NEW ORLEANS, La. — Ruel Douvillier has a truly grim job.
As leader of the New Orleans Fire Department's urban search and rescue team, the 52-year-old spends his days crawling into homes full of mud, mosquitoes, maggots and putrid furniture.
He is looking for bodies.
Yes, seven months after Hurricane Katrina hit the Crescent City, human remains are still being found in the sections hardest-hit by the storm, such as the devastated Lower Ninth Ward. During February and March the department found the remains of 17 people.
Emotionally demanding
As he got ready to comb another area, Douvillier adjusted his dusty cap. He looked more like a teacher than a burly firefighter, but his worn boots told another story — of what a first responder has been through in New Orleans after Katrina.

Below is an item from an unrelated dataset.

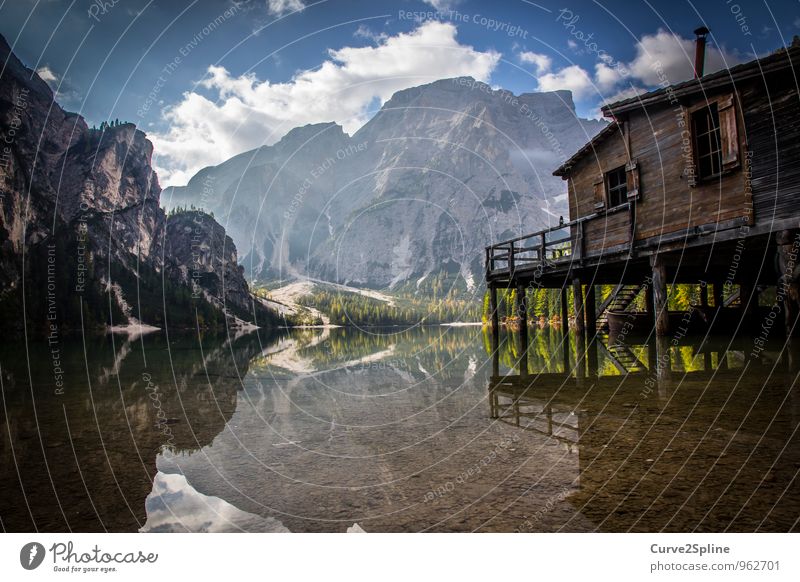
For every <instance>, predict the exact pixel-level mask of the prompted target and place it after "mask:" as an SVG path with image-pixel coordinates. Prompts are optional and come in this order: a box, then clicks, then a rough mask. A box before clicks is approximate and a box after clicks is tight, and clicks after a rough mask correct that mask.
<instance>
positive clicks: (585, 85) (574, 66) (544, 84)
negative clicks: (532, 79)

"When this assignment first came out I really didn't want anything to do with it," Douvillier explained while walking the empty streets under the hot sun. "I knew it would be emotionally demanding, and it has been."
He began his task — map in one hand and a GPS in another — with a team of dogs and their handlers. Often, they revisit homes that have already been searched.
The dogs and double-checking are vital to his work.
"We've had bodies in an open field that people have walked past … and the dogs have found," he said. "What the dogs do is that they 'see' smells — the dogs see smells the way we see colors and they can differentiate each and every shade."
Signs of change
The work is as grueling as it’s ever been, but things in the Lower Ninth have changed, sometimes for the better.

Douvillier remembers the weeks immediately after the storm when fire and police personnel were the only ones on the streets. Now, though, private cars drive by — some of them stopping long enough for tourists to take pictures — and loud trucks rumble through carrying building materials.
"There is a lot more life than there used to be,” he explained. “And the smell has gone. When we first got out here the aroma out here was terrible, day in, day out. It wasn't human decay but we could smell the decaying plant life and the rotten stagnant water that was all over the place."
Bitter sweet
But some things remain sadly the same.
"You have a tendency to help recreate their last moments and that can be heartbreaking and frightening," said Douvillier, who has found more than 50 bodies since October.
"We have to see things every single day that you shouldn't have to see… . Every house out here is a shattered life."
Still, there are rewards to his work, he says. "I do get a feeling that we're helping people out by finding the remains before they have to. And at least letting them know that everything has been done to find their loved ones, and to take care of their loved ones, and treat their loved ones with a little respect."
And though the work has drained him, he says he will not stop searching until he is satisfied he has left no one behind.
"We certainly don't want family members coming back and finding loved ones the way we have,” he said. “So we're doing everything we can."